このように、育毛という観点だとTGF-βは完全に厄介者で、なぜこのような物質が体内で生成されているのか疑問に思ってしまう人もいるでしょう。実は、TGF-βは極めて重要な役割を持っているのです。

それは、がん細胞の増殖を抑えることです。

宮園浩平・東大大学院教授は、TGF-βの働きを抑えることでスキルス胃がんに栄養を与える血管の生成が促進され、がん細胞が増殖しやすくなると報告しています。

これは、TGF-βがスキルス胃がんを抑える働きを持っているということにほかなりません。TGF-βは上記のように細胞分裂を抑える働きを持っていますが、スキルス胃がんについてはこの働きが「吉」と出ているというわけです。

また、筑波大学での研究では、大腸がんや膵臓がんではTGF-βの受容体の変異によって細胞分裂抑制の命令を受け付けなくなり、無秩序にがん細胞が増殖していくようになっていることが分かっています。TGF-βが細胞のがん化を防いでいるといっていいでしょう。

ただ、TGF-βがすべてのがんを抑制できるかというと、そうでもないようです。宮園教授によると、脳腫瘍のようにTGF-βによってがん細胞の分裂が活発になってしまうケースもあるのです。このあたりががん治療の難しいところです。
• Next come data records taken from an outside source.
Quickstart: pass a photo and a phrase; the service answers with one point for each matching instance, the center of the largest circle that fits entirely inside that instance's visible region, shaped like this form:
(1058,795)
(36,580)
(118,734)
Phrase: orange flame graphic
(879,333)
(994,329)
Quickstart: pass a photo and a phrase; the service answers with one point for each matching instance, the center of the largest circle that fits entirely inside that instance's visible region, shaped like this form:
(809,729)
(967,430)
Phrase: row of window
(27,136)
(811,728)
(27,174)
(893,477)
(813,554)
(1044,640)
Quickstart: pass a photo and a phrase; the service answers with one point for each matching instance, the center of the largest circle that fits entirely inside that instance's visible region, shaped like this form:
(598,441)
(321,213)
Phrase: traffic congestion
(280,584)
いずれにしても、TGF-βは人間の体にとって、必ずしも厄介者というわけではなく、良くも悪くも重要な役割を持っているのです。

DHTがAGAの原因となっている一方で、筋肉を発達させて体をムキムキにしたり、髭や胸毛をはじめとする体毛を濃くしたりするなど、男性らしい体作りにとっては重要な物質であることと、ある意味、似ているといっていいのかもしれませんね。